As others have pointed out for the authors discussion this fact doesn’t really matter.

However what does matter is that the authors probably is not estimating the average correctly partially due to this bug. If they scaled without fixing their excessive string storage, they would probably find their estimate to be off.

Even with the fix I’d be surprised if the underlying distribution of data per user is normally distributed.

IncRnd · on April 8, 2023

That can obviously be rounded. Nobody will really try to purchase 27% of a server. A different issue is that the formula should include "1+Safety Buffer". Otherwise it needs to be run twice, once with the safety buffer and once without. Even so, I didn't take the formulae on this page to be accurate so much as representational.

gvx · on April 8, 2023

I assumed the "Safety Buffer" is really more of a "Safety Factor", and is equivalent to 1 + what you or I would call a Safety Buffer.

IncRnd · on April 8, 2023

Yep. It's really a non-issue. It's was pretty clear to me that the author knows how to use the formula.

Backslasher · on April 9, 2023

The real formula we used to order servers was more complex than this, and included regional distribution, requirement peaks etc. I can expand more on that process if this is interesting. However, for the context of this post, this crude approximation suffices IMO

sd9 · on April 8, 2023

The only difference in this case is to take the ceiling. The formula seems fine as an approximation.

cowthulhu · on April 8, 2023

The formula/metric is clearly an approximation?

ilyt · on April 9, 2023

It relies on common sense, thing that you lack.

IncRnd · on April 8, 2023

That's a case of not solving the problem.

Leaving aside the need to send a massive set of screen images for the moment, a severe issue with that protocol is the lack of compression. It doesn't need to use a quadtree[1], although that will significantly speed up the interface when sliding the tree depth to the screen action being taken. Even RLE[2], Huffman[3], or any other standard string compression[4][5] would solve this issue shown in the blog.

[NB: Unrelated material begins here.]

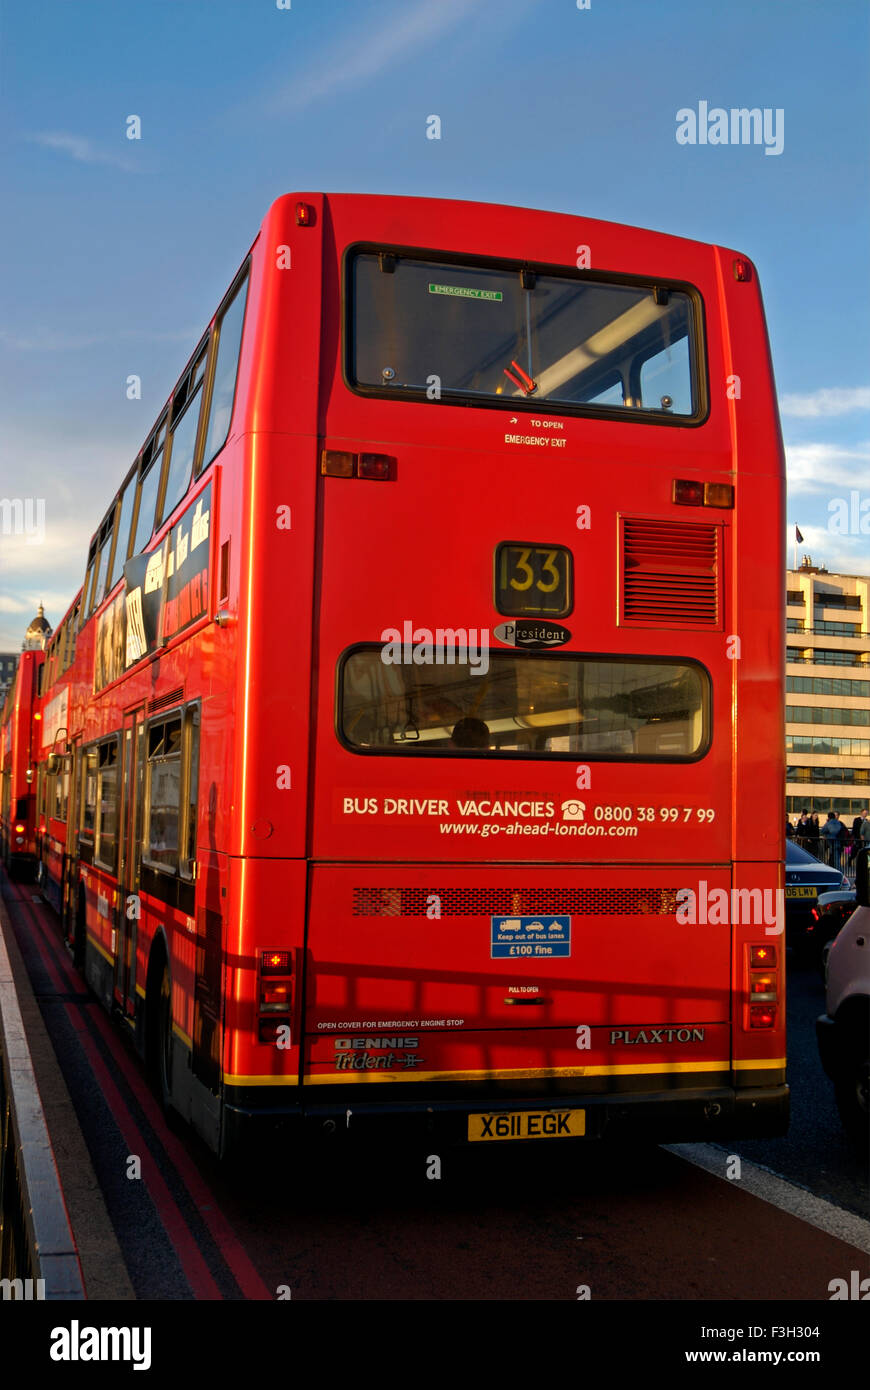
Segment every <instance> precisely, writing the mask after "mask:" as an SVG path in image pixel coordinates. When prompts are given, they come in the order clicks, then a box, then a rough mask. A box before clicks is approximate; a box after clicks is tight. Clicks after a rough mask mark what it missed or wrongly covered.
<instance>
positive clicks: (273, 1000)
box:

[1] https://en.wikipedia.org/wiki/Quadtree#Compressed_quadtrees

[2] https://en.wikipedia.org/wiki/Run-length_encoding

[3] https://en.wikipedia.org/wiki/Huffman_coding

[4] https://en.wikipedia.org/wiki/Data_compression#Image

[5] https://en.wikipedia.org/wiki/Lossless_compression#General_p...

Genbox · on April 8, 2023

Efficient data handling is better than spending cycles on generating a lot of backslashes and then burn cycles on compressing it.

IncRnd · on April 8, 2023

It's also good to properly manage transmission of that list of screens, even after you've fixed the backslashes. The article stated that they degraded the user experience by artificially limiting the string length instead of fixing the issue.

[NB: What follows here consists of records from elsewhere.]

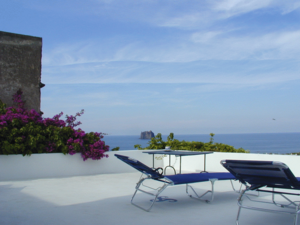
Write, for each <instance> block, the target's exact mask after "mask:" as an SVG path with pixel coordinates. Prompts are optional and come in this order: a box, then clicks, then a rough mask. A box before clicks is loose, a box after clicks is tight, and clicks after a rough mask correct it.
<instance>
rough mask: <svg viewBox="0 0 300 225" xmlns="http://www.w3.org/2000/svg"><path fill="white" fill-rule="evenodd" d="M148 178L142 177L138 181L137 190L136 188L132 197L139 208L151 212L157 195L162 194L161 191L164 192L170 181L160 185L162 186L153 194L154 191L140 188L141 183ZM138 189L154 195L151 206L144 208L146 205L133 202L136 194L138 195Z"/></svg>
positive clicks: (157, 195)
mask: <svg viewBox="0 0 300 225" xmlns="http://www.w3.org/2000/svg"><path fill="white" fill-rule="evenodd" d="M146 179H148V178H143V179H141V180H140V181H139V182H138V183H137V185H136V188H135V189H136V190H135V192H134V194H133V196H132V198H131V204H132V205H134V206H136V207H138V208H140V209H142V210H144V211H146V212H149V211H150V210H151V208H152V207H153V205H154V203H155V202H156V199H157V197H158V196H159V195H160V193H161V192H163V190H165V189H166V187H167V186H169V184H168V183H166V184H164V185H163V186H162V187H160V188H159V189H158V190H157V192H156V193H155V194H153V193H151V192H148V191H145V190H142V189H140V186H141V184H142V183H143V182H144V181H145V180H146ZM151 189H153V188H151ZM137 191H140V192H143V193H145V194H148V195H152V196H154V199H153V201H152V203H151V205H150V206H149V208H144V207H142V206H140V205H138V204H136V203H134V202H133V200H134V198H135V196H136V193H137Z"/></svg>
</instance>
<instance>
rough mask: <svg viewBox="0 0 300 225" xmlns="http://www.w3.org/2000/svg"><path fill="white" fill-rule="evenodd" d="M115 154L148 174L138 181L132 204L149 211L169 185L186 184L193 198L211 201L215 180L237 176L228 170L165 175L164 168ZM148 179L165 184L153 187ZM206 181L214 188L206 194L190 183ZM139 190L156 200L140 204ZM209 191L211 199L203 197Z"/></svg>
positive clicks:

thfuran · on April 8, 2023

As an immediate stopgap before the proper fix was in place.

duskwuff · on April 9, 2023

"Screens" is referring to the state of a multi-step UI (similar to the back/forward cache in a browser), not a bitmapped image.

IncRnd · on April 9, 2023

Yes. In what way does that mean that the transmission size should not be compressed? Bitmapped images are not the only data structure whose size will shrink by removing redundancy.

Xorlev · on April 9, 2023

I think you're being downvoted because you've claimed "That's a case of not solving the problem.", but I think that actually better describes this answer. It's clever, certainly, but misses the fact that the stack of screens was never intended to be recursively escaped and changing the form that it took was the real fix rather than rubbing some compression sauce on what was never intended to be lots of backslashes in the first place. And indeed, that's what the author did: they shipped a bandaid fix while working on a more comprehensive fix, one which didn't require RLE or a quadtree (!).

IncRnd · on April 9, 2023

You're describing the desire to avoid protocol compression when transmitting data that grows without bound. That has nothing to do with fixing the backslashes. The problem isn't backslashes. Those are just a symptom of data that can have any length.